The new record from Dutch Interior. Stereogum has called the band’s music “fantastically immersive” and Paste cosigns their “recipe for a rock song that’ll stick with you long after it’s over.” Friends since childhood, the Los Angeles-based sixpiece’s new record is an an inventive blend of modern day Americana, shapeshifting indie and ultimately an inspired passion project from six lifelong friends who have made a record that sounds bigger than themselves. In the same way artists like Wilco or MJ Lenderman have turned classic song writing on its head, the album both acknowledges and breaks with tradition, and is an ultimately hopeful elegy of what it means to confront change and find beauty in a precarious world.
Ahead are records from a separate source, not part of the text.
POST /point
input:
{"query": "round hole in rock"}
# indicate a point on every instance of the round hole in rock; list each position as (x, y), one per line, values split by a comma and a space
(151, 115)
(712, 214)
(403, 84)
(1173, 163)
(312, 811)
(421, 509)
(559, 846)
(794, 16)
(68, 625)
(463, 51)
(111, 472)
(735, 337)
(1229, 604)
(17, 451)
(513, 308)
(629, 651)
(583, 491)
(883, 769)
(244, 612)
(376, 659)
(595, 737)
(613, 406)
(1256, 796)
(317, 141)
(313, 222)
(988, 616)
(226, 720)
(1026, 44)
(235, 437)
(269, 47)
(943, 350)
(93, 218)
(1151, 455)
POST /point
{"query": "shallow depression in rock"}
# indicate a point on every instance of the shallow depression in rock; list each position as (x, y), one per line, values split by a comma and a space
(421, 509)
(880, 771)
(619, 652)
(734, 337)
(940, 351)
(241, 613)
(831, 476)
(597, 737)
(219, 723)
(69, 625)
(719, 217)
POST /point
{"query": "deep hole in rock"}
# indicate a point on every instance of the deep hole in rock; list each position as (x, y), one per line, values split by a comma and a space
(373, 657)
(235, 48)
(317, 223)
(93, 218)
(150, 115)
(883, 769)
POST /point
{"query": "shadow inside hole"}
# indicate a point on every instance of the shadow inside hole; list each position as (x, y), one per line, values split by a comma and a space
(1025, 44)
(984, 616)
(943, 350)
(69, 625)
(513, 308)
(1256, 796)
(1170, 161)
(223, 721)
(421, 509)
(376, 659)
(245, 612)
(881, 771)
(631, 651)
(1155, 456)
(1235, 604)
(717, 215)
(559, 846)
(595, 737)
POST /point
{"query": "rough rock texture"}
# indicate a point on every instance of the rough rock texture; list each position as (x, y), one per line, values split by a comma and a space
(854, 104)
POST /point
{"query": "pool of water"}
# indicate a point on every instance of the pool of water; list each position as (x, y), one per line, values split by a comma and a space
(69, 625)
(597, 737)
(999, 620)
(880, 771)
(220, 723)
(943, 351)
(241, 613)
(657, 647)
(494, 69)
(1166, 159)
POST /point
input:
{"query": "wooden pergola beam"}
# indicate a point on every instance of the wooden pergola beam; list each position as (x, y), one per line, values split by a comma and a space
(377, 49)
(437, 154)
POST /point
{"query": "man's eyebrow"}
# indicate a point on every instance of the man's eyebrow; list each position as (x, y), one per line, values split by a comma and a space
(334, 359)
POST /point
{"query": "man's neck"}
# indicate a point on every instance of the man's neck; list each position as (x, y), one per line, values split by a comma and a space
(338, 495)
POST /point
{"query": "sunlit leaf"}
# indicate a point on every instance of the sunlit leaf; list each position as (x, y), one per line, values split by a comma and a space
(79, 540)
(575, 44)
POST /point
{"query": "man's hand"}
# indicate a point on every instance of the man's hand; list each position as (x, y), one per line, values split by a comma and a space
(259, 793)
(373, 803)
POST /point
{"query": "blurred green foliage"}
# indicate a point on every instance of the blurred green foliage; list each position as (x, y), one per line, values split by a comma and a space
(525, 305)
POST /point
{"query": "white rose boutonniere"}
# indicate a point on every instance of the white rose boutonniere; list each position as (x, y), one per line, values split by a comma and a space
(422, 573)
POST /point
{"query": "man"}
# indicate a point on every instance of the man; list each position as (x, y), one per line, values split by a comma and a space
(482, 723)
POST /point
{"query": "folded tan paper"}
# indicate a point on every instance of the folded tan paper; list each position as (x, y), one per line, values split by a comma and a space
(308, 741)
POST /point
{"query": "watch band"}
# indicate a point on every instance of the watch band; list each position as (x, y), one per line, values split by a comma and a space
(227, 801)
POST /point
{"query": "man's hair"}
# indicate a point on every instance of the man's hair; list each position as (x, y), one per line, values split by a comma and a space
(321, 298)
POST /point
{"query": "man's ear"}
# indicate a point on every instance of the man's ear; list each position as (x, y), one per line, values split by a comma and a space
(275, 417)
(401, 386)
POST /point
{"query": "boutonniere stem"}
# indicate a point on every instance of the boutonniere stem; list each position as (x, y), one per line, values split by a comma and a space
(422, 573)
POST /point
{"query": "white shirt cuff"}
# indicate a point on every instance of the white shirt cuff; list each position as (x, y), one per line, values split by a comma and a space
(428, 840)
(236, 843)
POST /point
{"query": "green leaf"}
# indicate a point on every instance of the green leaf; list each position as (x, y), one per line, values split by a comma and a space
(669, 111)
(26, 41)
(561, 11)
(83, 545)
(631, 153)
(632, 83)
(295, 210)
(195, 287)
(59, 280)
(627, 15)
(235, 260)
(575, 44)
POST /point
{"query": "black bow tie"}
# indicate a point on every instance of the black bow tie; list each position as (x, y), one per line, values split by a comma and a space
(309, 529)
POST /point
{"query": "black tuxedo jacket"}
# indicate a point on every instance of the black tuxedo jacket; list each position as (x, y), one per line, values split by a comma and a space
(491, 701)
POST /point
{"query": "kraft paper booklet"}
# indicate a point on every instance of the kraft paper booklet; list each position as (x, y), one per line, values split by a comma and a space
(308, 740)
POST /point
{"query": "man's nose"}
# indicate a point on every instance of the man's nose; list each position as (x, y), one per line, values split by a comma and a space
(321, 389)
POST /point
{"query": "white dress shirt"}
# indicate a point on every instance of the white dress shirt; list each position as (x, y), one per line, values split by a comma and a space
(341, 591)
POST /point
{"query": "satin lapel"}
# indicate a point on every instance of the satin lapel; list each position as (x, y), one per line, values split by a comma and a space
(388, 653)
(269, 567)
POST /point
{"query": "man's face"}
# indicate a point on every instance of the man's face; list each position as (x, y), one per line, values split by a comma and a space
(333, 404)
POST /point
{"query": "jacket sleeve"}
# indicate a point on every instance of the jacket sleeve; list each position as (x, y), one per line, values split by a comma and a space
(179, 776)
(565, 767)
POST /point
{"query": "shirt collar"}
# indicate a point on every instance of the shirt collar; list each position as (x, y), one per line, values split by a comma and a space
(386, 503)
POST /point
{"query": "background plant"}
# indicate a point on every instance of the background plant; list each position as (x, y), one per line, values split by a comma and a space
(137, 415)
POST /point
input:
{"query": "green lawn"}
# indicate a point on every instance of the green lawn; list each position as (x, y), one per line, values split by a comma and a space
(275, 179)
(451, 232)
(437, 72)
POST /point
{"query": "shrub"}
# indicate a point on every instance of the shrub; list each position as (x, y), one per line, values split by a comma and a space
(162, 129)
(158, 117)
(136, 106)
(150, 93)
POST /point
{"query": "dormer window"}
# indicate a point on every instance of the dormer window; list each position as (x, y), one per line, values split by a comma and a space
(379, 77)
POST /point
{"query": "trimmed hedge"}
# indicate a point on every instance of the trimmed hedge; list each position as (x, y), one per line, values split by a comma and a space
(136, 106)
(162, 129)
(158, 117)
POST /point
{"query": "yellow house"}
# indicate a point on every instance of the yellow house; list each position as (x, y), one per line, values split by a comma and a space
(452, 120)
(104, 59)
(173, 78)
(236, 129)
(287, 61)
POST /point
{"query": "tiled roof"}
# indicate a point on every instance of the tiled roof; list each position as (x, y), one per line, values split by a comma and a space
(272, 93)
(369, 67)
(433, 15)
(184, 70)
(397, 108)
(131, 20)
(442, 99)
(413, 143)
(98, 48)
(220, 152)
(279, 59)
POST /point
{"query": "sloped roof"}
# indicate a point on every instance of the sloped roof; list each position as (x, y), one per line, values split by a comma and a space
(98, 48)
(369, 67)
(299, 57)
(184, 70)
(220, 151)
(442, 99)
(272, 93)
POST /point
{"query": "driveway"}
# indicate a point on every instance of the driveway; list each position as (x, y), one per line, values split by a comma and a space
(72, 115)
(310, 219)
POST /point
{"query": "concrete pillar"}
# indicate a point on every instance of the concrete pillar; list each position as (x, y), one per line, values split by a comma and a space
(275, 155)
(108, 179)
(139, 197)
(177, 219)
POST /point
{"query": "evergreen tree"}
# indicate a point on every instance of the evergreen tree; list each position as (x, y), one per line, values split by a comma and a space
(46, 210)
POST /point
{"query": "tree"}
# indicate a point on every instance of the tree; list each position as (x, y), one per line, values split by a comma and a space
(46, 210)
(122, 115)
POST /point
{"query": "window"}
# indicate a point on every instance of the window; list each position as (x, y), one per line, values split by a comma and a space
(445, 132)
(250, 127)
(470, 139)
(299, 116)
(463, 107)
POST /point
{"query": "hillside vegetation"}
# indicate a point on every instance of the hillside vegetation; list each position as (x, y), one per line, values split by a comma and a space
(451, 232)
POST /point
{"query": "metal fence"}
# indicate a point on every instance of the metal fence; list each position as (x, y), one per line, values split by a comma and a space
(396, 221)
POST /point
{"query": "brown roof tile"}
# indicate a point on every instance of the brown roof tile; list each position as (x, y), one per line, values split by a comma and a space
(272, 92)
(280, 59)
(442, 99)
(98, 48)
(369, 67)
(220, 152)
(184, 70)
Five of the six members of twangy, low-key LA band Dutch Interior write and sing and their distinctive creative and actual voices keep things interesting on their pretty, contemplative third album, “Moneyball”, that also feels cohesive via a love of ’90s indie rock, alt-country and slowcore (along with those genres’ original ’60s/’70s influences). The most current day analog is probably MJ Lenderman, and while Dutch Interior don’t deliver his level of quotable couplets (few do, let’s face it), songs are memorable, nicely impressionistic and full of dreamy atmosphere.
The most apt comparison, though, is probably Acetone, the cult ’90s group whose influence, the band say, “is all over our discography.” You really feel that influence on songs like “Canada,” “Wood Knot” and “Beekeeping” which float slow like a lazy river, but also in the harmonies and layered guitars on “Fourth Street” and “Sandcastle Molds” which both kick up some dust.
Noah Kurtz might write the most immediate songs here, but contributions from Conner Reeves, Jack Nugent, Davis Stuart and Shane Barton balance things out and allow everyone to bring their A-game.